2005.06.13
「医療法人制度改革への基本的な方向性」への提言2
「医療法人制度改革への基本的な方向性」への提言2/東日本税理士法人 会計士補 長 英一郎 JapanMedicine 2005年6月13日
短期連載(全5回)「医療法人制度改革の基本的な方向性」への提言
前回に引き続き、「医療法人制度改革に関するご意見の募集について」への提言をしたい。
第二回 監査の目的を明確にすべき
◆厚生労働省の意見◆
○認定医療法人(仮称)については、地域で安定的な医業経営を実現するために公認会計士等の財務監査を受けなければならないものとする。
◆筆者の見解◆
地域で安定的な医業経営を実現のために財務監査を受けなければいけないものとしているが、監査の目的が不明確である。監査の目的を明確にしなければ、ともすれば公認会計士等の職域拡大につながるのではないかとの批判を受け、認定医療法人の目指す目的が矮小化されかねない。

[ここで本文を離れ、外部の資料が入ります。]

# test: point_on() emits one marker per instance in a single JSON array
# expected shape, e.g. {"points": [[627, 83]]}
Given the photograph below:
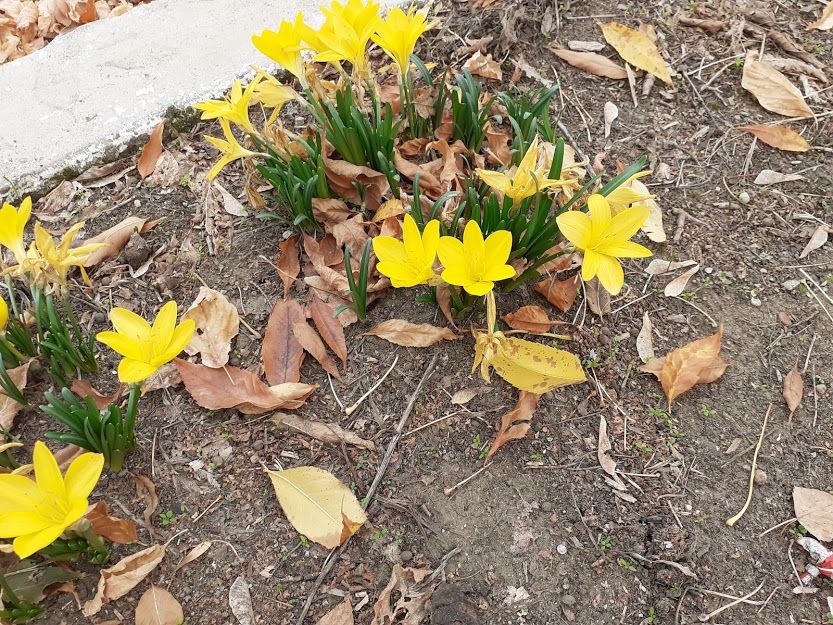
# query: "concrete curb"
{"points": [[91, 92]]}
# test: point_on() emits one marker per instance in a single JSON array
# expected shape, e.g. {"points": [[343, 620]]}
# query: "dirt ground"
{"points": [[542, 537]]}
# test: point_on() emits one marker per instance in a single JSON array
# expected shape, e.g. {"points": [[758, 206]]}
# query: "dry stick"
{"points": [[731, 522], [380, 473]]}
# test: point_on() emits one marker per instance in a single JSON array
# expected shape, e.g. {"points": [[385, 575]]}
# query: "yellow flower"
{"points": [[527, 179], [473, 263], [234, 108], [12, 223], [410, 261], [146, 348], [284, 47], [61, 257], [604, 240], [398, 34], [36, 512], [230, 148]]}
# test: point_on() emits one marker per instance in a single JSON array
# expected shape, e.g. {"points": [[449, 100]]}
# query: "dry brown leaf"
{"points": [[312, 344], [529, 318], [514, 425], [151, 152], [329, 328], [814, 510], [231, 387], [282, 353], [637, 49], [158, 607], [780, 137], [324, 432], [123, 577], [115, 530], [407, 334], [289, 265], [772, 89], [697, 362], [9, 407], [217, 323], [591, 63]]}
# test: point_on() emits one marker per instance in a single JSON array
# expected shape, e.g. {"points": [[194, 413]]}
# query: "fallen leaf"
{"points": [[329, 328], [529, 318], [8, 406], [768, 176], [289, 264], [560, 293], [678, 284], [217, 323], [514, 425], [342, 614], [793, 390], [637, 49], [231, 387], [780, 137], [814, 510], [697, 362], [407, 334], [324, 432], [818, 239], [772, 89], [240, 601], [312, 344], [645, 340], [592, 63], [115, 530], [151, 152], [282, 353], [318, 505], [124, 576], [158, 607]]}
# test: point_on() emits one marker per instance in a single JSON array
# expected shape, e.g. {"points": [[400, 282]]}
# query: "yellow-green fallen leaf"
{"points": [[637, 49], [318, 505]]}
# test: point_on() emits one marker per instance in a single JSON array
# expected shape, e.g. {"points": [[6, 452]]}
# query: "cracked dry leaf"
{"points": [[318, 505], [217, 323], [514, 425]]}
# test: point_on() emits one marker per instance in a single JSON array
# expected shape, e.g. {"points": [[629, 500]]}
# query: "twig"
{"points": [[335, 553], [731, 522], [351, 409]]}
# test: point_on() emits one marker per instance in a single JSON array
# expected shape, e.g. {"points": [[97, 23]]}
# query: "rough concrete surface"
{"points": [[90, 92]]}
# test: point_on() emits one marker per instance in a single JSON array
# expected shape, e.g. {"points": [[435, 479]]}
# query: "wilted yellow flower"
{"points": [[604, 239], [526, 180], [36, 512], [398, 34], [473, 263], [284, 47], [12, 223], [230, 148], [235, 106], [146, 348], [408, 262]]}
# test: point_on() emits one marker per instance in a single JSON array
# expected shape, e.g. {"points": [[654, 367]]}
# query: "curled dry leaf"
{"points": [[318, 505], [814, 510], [158, 607], [231, 387], [591, 63], [151, 151], [217, 323], [324, 432], [637, 49], [407, 334], [515, 424], [780, 137], [123, 577]]}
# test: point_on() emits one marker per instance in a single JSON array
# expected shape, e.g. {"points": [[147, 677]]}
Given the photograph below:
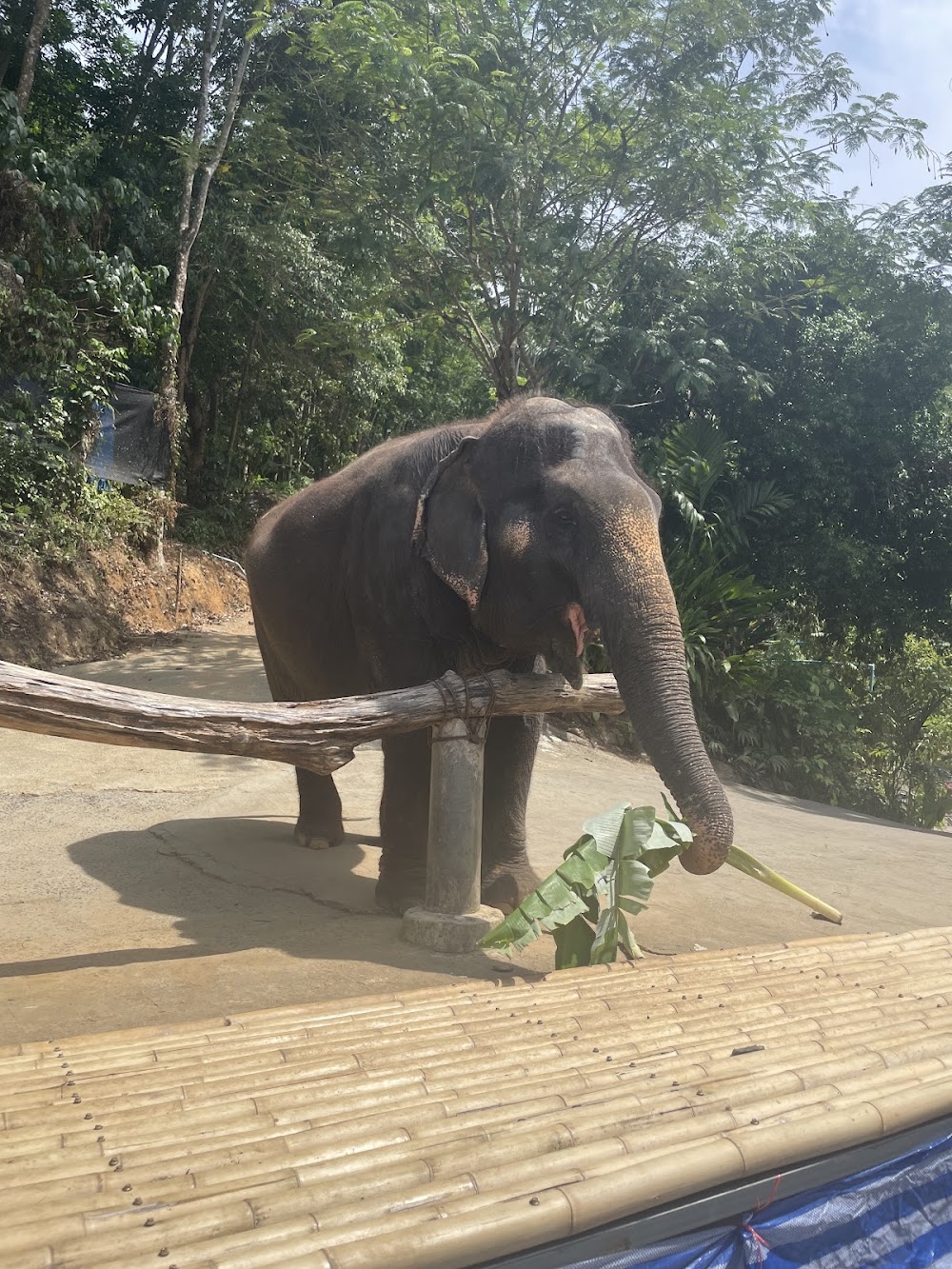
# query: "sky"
{"points": [[904, 47]]}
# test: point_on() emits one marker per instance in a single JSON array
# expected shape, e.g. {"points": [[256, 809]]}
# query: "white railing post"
{"points": [[453, 919]]}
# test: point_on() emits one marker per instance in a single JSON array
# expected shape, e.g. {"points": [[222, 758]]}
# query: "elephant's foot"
{"points": [[398, 891], [506, 884], [316, 838]]}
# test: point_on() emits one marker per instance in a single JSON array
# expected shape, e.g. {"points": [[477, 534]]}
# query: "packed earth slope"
{"points": [[145, 887]]}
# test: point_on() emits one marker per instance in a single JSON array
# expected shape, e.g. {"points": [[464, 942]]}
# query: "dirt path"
{"points": [[140, 887]]}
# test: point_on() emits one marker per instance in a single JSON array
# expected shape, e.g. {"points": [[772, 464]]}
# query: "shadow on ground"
{"points": [[239, 884]]}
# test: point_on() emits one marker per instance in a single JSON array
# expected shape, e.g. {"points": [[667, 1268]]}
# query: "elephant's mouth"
{"points": [[569, 644]]}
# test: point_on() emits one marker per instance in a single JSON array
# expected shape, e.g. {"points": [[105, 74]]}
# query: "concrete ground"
{"points": [[141, 886]]}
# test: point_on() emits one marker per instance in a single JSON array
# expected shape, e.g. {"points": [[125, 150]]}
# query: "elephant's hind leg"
{"points": [[320, 822], [510, 751]]}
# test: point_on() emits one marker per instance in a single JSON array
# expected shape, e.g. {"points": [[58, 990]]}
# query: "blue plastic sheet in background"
{"points": [[895, 1216]]}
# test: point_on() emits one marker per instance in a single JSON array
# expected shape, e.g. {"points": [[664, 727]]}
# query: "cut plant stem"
{"points": [[745, 863]]}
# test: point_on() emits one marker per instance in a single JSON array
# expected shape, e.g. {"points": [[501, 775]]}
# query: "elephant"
{"points": [[482, 545]]}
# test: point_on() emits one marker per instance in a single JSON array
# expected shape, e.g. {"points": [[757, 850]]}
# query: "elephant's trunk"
{"points": [[632, 602]]}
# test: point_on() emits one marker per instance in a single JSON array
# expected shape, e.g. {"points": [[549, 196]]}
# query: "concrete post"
{"points": [[453, 919]]}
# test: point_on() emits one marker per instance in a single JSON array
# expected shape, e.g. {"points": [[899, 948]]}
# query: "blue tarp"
{"points": [[895, 1216]]}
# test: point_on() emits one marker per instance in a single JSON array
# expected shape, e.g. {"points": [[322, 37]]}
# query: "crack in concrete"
{"points": [[331, 903]]}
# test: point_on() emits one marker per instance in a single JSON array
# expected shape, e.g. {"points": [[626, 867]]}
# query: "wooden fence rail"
{"points": [[322, 736]]}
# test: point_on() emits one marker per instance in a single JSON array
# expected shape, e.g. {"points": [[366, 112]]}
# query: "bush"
{"points": [[821, 730]]}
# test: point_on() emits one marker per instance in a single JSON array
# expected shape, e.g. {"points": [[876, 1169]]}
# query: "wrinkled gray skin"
{"points": [[480, 545]]}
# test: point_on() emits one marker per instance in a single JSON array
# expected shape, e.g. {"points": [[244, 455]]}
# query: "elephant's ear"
{"points": [[449, 530]]}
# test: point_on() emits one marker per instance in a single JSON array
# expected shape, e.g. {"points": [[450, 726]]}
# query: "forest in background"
{"points": [[308, 228]]}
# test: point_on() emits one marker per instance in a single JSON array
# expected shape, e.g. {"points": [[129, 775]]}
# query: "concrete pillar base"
{"points": [[444, 932]]}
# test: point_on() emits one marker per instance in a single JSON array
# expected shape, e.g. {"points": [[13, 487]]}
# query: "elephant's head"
{"points": [[544, 526]]}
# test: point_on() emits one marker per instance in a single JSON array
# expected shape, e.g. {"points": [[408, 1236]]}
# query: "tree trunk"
{"points": [[196, 182], [30, 53], [320, 738]]}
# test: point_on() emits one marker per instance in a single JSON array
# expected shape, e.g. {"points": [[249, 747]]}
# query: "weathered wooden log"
{"points": [[319, 736]]}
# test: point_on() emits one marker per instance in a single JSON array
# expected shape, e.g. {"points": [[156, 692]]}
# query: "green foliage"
{"points": [[723, 609], [790, 724], [70, 316], [908, 720], [607, 877], [813, 724]]}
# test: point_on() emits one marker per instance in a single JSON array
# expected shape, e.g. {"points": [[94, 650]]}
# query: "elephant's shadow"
{"points": [[240, 883]]}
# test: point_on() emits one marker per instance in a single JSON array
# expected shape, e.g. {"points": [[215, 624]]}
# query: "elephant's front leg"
{"points": [[510, 753], [404, 822]]}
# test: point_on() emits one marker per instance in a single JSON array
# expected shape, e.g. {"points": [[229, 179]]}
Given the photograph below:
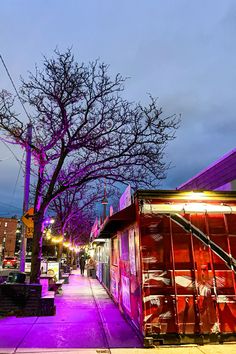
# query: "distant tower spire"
{"points": [[105, 201]]}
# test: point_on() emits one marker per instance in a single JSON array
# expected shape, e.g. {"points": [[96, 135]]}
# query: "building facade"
{"points": [[8, 236], [173, 265]]}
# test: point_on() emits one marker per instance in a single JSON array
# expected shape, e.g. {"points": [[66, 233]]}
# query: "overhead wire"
{"points": [[28, 116], [12, 82]]}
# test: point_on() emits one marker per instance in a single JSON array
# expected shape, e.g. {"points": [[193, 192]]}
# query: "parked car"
{"points": [[10, 262]]}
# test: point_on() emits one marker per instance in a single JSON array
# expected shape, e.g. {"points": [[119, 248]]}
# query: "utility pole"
{"points": [[104, 201], [26, 195]]}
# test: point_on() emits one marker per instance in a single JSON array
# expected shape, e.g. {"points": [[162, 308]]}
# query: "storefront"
{"points": [[172, 266]]}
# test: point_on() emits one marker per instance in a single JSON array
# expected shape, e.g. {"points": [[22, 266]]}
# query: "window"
{"points": [[124, 246], [115, 251]]}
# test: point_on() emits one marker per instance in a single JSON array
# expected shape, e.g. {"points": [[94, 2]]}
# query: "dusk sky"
{"points": [[181, 51]]}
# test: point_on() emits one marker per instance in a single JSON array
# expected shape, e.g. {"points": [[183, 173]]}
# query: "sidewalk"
{"points": [[86, 322], [85, 318]]}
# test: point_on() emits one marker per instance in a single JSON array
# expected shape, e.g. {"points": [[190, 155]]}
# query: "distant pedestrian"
{"points": [[82, 263]]}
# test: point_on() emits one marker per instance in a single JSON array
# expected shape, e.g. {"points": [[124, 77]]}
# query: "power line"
{"points": [[12, 82], [19, 162], [18, 175]]}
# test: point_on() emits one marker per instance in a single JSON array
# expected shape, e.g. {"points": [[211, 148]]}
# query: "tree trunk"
{"points": [[37, 249], [59, 251]]}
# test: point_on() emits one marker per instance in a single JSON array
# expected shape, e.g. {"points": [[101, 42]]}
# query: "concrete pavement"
{"points": [[85, 318], [87, 321]]}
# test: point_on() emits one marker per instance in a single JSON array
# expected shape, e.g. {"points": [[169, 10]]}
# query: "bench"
{"points": [[65, 277], [25, 300], [58, 286], [47, 307]]}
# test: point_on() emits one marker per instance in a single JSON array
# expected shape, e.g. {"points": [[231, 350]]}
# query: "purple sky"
{"points": [[180, 51]]}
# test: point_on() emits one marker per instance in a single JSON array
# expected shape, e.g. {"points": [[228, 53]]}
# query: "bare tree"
{"points": [[75, 206], [84, 130]]}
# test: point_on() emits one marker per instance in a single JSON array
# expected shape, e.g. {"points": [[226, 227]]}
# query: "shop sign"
{"points": [[53, 268], [125, 199]]}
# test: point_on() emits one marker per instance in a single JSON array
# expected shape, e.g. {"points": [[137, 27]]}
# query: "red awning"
{"points": [[118, 221]]}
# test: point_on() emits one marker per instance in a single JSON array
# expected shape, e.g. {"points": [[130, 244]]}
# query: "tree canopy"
{"points": [[85, 130]]}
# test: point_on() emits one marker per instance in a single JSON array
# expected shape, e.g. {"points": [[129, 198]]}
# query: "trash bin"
{"points": [[16, 277]]}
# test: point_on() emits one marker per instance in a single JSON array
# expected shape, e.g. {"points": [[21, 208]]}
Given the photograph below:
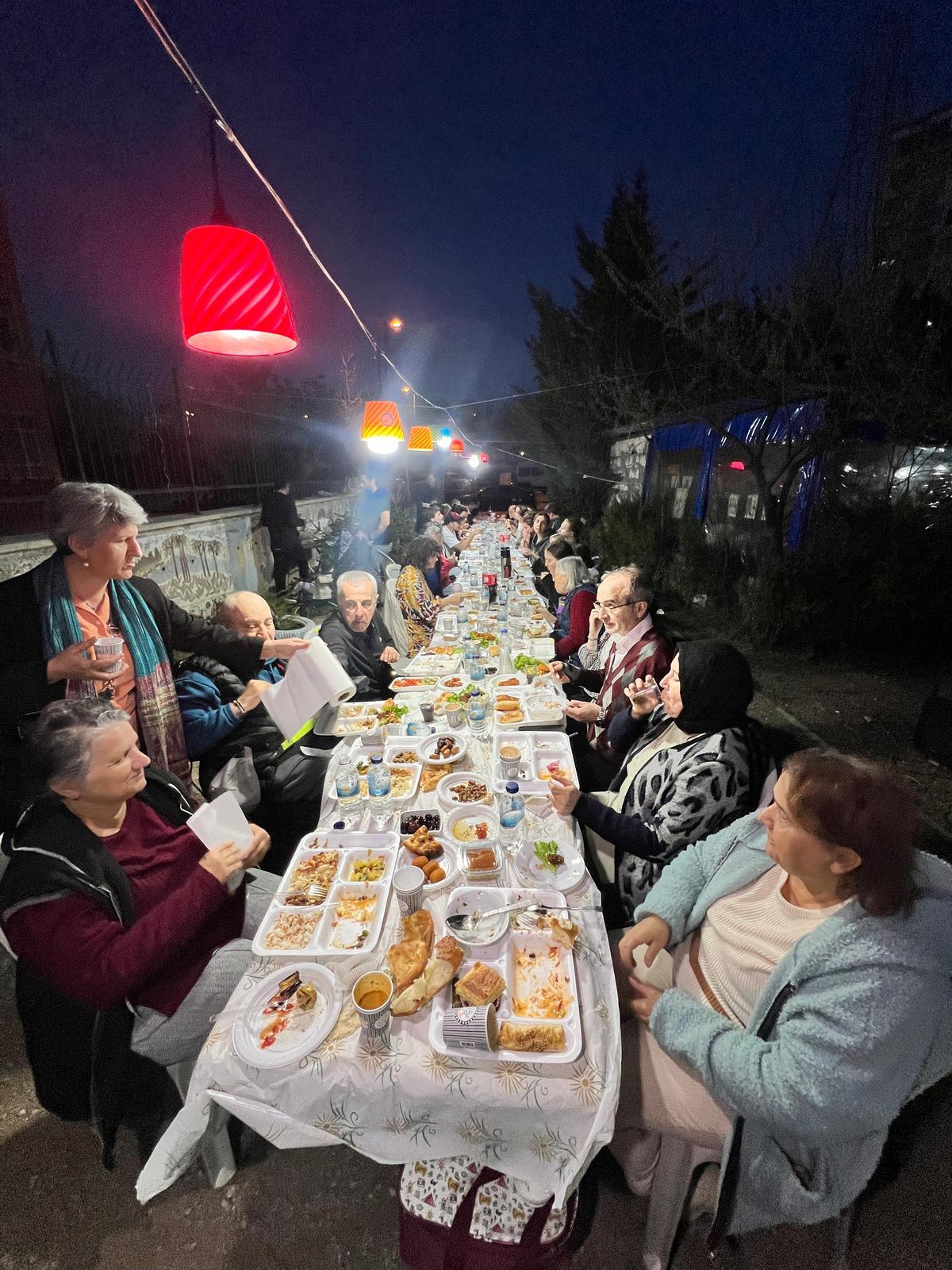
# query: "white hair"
{"points": [[355, 575], [86, 508]]}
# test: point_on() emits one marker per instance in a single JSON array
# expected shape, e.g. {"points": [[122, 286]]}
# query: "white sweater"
{"points": [[747, 933]]}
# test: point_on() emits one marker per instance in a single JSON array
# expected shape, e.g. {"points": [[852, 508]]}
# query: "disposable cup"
{"points": [[374, 1019], [408, 884]]}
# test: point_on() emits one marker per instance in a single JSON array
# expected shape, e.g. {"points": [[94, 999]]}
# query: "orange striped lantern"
{"points": [[232, 302], [382, 429], [420, 438]]}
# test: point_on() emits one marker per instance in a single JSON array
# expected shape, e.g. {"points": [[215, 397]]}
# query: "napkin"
{"points": [[313, 679], [221, 821]]}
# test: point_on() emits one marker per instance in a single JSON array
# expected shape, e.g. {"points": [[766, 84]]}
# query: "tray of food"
{"points": [[527, 976], [460, 789], [532, 760], [287, 1015], [435, 856]]}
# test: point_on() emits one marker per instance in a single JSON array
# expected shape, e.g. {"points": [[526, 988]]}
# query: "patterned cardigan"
{"points": [[681, 795]]}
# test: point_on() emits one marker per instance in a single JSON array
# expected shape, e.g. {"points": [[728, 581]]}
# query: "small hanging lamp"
{"points": [[382, 429], [420, 438], [232, 300]]}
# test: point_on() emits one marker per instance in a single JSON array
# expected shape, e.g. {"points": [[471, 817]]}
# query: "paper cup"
{"points": [[471, 1028], [372, 1011], [408, 884]]}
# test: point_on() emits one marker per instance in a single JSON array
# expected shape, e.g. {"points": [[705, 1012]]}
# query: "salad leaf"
{"points": [[543, 850]]}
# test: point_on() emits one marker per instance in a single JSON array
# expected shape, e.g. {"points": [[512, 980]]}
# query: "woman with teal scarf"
{"points": [[51, 618]]}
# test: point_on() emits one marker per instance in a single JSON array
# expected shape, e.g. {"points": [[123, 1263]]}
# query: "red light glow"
{"points": [[232, 302]]}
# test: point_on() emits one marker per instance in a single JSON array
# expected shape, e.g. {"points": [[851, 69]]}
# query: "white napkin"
{"points": [[313, 679], [221, 821]]}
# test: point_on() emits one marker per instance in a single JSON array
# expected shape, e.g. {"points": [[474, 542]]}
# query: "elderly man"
{"points": [[221, 715], [635, 651], [359, 638]]}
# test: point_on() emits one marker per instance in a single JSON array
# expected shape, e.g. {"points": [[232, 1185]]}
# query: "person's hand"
{"points": [[222, 861], [260, 845], [282, 648], [645, 704], [73, 664], [644, 999], [253, 694], [651, 933], [585, 711], [564, 795]]}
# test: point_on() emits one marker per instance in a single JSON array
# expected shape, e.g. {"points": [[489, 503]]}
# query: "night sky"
{"points": [[437, 154]]}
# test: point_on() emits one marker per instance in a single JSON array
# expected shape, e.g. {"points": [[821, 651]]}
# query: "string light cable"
{"points": [[183, 65]]}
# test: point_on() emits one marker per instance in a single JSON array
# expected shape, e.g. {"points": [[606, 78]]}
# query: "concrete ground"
{"points": [[290, 1210]]}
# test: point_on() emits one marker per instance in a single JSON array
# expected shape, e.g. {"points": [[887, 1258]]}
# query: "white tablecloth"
{"points": [[541, 1124]]}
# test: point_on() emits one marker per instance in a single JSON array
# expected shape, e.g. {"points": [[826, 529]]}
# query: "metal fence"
{"points": [[178, 448]]}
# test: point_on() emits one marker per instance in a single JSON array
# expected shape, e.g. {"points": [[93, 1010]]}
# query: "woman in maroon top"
{"points": [[109, 899]]}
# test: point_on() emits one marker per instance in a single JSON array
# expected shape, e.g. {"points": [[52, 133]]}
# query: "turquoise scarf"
{"points": [[156, 706]]}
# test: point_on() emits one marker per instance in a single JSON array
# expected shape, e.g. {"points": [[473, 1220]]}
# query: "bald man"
{"points": [[221, 715]]}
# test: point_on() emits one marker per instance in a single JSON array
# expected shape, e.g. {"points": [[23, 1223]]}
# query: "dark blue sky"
{"points": [[437, 154]]}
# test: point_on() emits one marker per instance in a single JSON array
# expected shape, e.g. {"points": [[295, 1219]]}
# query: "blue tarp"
{"points": [[789, 423]]}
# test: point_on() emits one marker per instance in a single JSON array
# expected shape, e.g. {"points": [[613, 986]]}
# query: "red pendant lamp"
{"points": [[232, 302], [420, 438]]}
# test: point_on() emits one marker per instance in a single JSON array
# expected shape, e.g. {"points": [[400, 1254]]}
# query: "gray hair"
{"points": [[86, 508], [355, 575], [640, 590], [573, 569], [61, 740]]}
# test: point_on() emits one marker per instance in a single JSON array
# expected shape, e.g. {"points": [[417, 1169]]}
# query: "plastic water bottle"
{"points": [[512, 812], [348, 787], [378, 789]]}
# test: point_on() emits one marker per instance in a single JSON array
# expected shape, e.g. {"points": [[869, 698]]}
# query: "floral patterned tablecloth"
{"points": [[537, 1123]]}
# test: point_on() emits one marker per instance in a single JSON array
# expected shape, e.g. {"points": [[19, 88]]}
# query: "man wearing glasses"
{"points": [[635, 651], [359, 638]]}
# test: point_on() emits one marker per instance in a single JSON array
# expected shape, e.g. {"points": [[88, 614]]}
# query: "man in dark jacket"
{"points": [[222, 715], [359, 638], [283, 525]]}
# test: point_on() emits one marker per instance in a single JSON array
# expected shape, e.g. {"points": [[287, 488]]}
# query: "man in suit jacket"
{"points": [[636, 649]]}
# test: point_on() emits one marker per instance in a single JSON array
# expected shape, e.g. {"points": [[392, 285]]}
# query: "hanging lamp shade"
{"points": [[420, 438], [232, 300], [382, 429]]}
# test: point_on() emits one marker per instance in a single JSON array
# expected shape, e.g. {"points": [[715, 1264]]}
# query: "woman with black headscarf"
{"points": [[695, 762]]}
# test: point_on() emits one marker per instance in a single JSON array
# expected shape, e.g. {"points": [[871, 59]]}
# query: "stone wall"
{"points": [[194, 559], [628, 461]]}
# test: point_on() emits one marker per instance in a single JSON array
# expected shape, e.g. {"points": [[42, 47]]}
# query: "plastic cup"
{"points": [[408, 884], [372, 996]]}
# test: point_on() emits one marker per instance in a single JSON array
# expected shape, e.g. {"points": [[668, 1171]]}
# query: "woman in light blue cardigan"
{"points": [[843, 1028]]}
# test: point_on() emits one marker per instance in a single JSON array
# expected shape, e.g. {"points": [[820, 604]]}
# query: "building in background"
{"points": [[914, 221], [29, 460]]}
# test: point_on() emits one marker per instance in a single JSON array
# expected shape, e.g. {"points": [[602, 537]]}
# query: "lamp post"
{"points": [[393, 324]]}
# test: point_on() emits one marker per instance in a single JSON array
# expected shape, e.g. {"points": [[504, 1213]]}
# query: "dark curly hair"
{"points": [[420, 552]]}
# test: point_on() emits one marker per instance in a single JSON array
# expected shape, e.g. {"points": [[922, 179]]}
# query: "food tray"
{"points": [[537, 749], [501, 956], [323, 922], [446, 798], [305, 1030]]}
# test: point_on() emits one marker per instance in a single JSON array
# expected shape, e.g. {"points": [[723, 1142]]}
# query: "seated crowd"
{"points": [[787, 968]]}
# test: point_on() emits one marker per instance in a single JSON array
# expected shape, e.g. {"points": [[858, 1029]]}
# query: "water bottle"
{"points": [[476, 710], [512, 812], [378, 789], [348, 787], [505, 653]]}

主たる監査の目的として、以下のようなものを挙げてはいかがであろうか。
1 内部管理のサポート
医療法人の内部統制の有効性を確かめることにより独善的経営を排し、医療法人等を保護する。国から税制上の優遇措置を受ける認定医療法人は当然安定的経営が求められる。経営者は、自らの権限と責任において健全な内部管理、内部統制組織の維持管理が必要とされる。外部監査は内部管理等をサポートし私的経営を排除するために実施されるものである。
2 継続企業の前提についての意見表明
継続企業の前提に基づき財務諸表を作成することが適切であるか否かを検討することにより安定的な医業経営を実現し、債権者等を保護する。継続企業の前提とは、企業が将来にわたって事業活動を継続するとの前提をいう。監査人は、理事長が実施した合理的な期間にわたる医療法人の継続の前提に関する評価について、その期間のうち少なくとも貸借対照表日の翌日から一年間を対象期間として検討する。財務諸表監査により継続企業の前提について意見表明されれば、医療法人が一定期間存続することが期待され、債権者・地域住民が保護される。
3 財務諸表の適正性確保
財務諸表が一般に公正妥当と認められる会計基準に準拠して適正に表示されているか否かを意見表明することにより、公募債を購入する投資家の信頼性が確保する。財務諸表の適正性確保により、財務格付けが向上し、資金調達コストが節減される。
4 公益性の向上
特殊関係者に対する利益供与の有無等を確かめることにより私的経営が排除され、医療法人職員の士気が向上する。
5 自治体病院の受け皿となることの前提
認定医療法人は、地域住民に支持される存在が期待されている。不効率経営の自治体病院の受け皿に認定医療法人がなる場合には、公立病院と同様の運営と透明性が当然求められる。
6 税理士法第33条の2書面の普及
税理士法第33条の2において、納税義務の適正な実現を図るため、書面添付制度が規定されているが、広く普及していない。書面添付制度では未監査の財務諸表を基に税理士が申告書に意見を表明することが一つの原因になっている。財務諸表に監査人が意見表明をすれば、税理士が書面添付制度を活用し、正確な申告書が作成されることが期待される。納税者側の医療法人にとっても、税務調査による予期せぬ課税を回避することが可能になる。